I am trying to run multiple rounds of fine tuning on llama2-7b-chat. I completed the first round of fine tuning and got adapter weights (let’s say I named the model name/llama-2-7b-chat-guanaco). I’m starting to get confused during the second round of fine tuning, in which I want to fine-tune on top of the already-fine-tuned model. I assumed that I’d be able to load the fine-tuned model like so and run the DPO pipeline:
model = AutoModelForCausalLM.from_pretrained("name/llama-2-7b-chat-guanaco", quantization_config=quant_config, device_map={"": 0})
model = PeftModel.from_pretrained(model, "name/llama-2-7b-chat-guanaco")
I trained and was able to push this new model to huggingface (let’s call it name/llama-2-7b-chat-guanaco-dpo). Oddly, the safetensors file is twice as large as the first pass, so I would appreciate some clarity on whether this is expected. But now I’m trying to serve that model for inference. Do I need to load the models in order to correctly sequence the adapters? Something like this:
first_finetune_path = "name/llama-2-7b-chat-guanaco"
config = PeftConfig.from_pretrained(first_finetune_path)
base_model = AutoModelForCausalLM.from_pretrained(
config.base_model_name_or_path,
load_in_8bit=True,
device_map="auto"
)
self.model = PeftModel.from_pretrained(base_model, first_finetune_path)
# Path to the second fine-tuned model (DPO adapters)
second_finetune_path = "name/llama-2-7b-chat-guanaco-dpo"
# Load the second fine-tuned adapters (DPO)
self.model = PeftModel.from_pretrained(self.model, second_finetune_path)
Does it not need to be in sequence? I would appreciate any guidance on how to think about adapters. Thanks!

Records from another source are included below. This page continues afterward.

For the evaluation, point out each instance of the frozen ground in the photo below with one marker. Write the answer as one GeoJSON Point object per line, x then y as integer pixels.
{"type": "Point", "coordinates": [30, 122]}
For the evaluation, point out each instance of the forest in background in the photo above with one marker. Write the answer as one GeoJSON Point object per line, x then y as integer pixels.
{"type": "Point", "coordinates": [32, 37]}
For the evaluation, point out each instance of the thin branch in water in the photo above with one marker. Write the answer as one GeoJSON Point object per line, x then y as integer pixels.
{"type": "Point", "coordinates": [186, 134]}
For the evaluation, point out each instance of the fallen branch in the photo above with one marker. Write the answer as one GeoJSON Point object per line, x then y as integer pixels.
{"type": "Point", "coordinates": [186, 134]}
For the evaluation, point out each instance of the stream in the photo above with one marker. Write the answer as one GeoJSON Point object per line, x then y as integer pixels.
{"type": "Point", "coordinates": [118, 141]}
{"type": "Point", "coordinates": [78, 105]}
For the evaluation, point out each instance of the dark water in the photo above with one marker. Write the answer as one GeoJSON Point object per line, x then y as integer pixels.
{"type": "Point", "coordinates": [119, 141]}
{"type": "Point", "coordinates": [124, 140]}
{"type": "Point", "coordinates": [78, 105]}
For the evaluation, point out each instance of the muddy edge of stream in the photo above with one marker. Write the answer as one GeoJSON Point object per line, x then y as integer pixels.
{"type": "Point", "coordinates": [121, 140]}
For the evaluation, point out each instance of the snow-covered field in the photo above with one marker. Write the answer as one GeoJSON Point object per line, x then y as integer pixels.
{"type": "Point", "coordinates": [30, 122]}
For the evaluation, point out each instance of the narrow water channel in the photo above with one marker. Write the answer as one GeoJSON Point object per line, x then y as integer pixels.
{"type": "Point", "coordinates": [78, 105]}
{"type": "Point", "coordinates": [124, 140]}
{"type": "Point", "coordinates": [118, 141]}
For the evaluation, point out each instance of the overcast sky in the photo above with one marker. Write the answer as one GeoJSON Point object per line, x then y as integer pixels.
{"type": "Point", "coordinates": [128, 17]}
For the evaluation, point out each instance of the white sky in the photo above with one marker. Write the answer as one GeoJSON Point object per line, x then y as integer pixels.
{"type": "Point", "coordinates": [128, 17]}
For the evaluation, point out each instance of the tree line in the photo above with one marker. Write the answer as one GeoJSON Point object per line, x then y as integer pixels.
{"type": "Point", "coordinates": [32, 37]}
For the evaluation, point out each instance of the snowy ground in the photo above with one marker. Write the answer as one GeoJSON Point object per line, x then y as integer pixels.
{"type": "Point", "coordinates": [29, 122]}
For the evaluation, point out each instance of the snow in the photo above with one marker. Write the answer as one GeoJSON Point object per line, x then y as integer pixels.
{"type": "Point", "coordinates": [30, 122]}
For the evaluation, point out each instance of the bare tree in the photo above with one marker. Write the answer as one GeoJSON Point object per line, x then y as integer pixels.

Oddly, the safetensors file is twice as large as the first pass
Is the model saved in fp32 precision? If so, I think the size will be doubled.
Does it not need to be in sequence? I would appreciate any guidance on how to think about adapters.

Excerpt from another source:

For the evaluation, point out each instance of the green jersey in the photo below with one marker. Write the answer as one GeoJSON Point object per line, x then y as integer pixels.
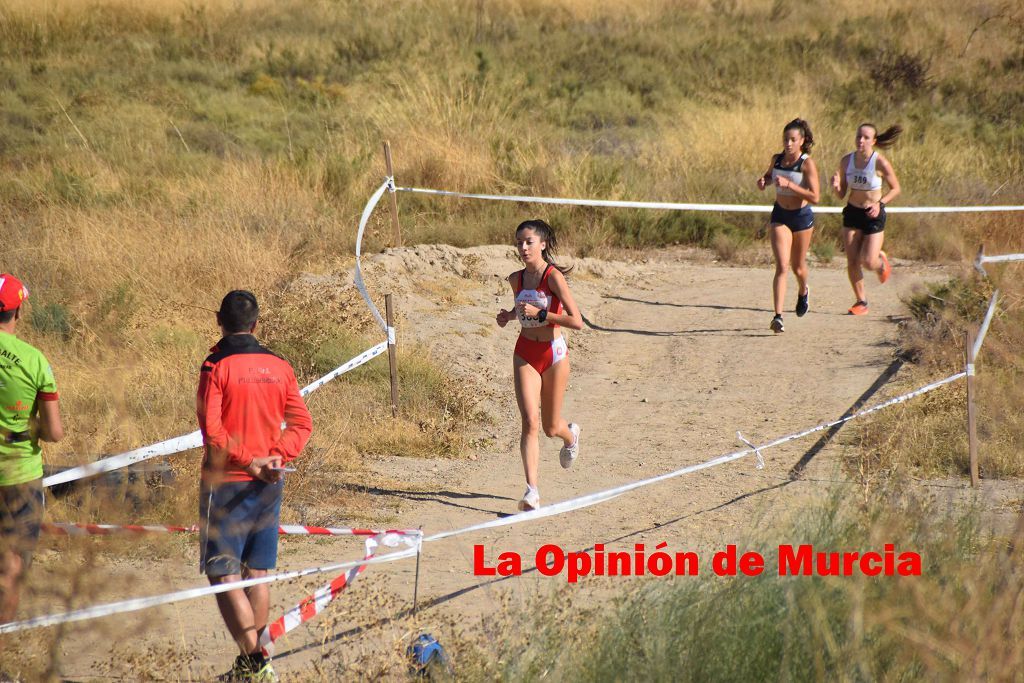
{"type": "Point", "coordinates": [26, 378]}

While I can’t say for sure that it’s completely unrelated, in general, changing the order in which you apply the adapters rarely causes any problems.

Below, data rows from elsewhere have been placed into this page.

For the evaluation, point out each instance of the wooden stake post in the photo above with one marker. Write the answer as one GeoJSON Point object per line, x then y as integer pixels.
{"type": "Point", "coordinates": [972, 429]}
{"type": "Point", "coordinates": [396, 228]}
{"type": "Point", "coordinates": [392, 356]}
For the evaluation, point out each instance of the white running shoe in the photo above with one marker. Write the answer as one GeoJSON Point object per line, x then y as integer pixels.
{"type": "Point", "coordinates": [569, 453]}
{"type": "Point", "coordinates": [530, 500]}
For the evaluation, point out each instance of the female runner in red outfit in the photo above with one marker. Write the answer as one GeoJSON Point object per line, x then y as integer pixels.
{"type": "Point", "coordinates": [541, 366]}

Whether you call it an adapter or LoRA, PEFT is in charge of that part in Hugging Face, so you can understand the whole story by reading PEFT-related literature.
By the way, there are cases where errors occur when applying LoRA in the model quantized state, so if you have any problems applying LoRA in the model quantized state, try applying it after first de-quantizing it, and then quantizing it again.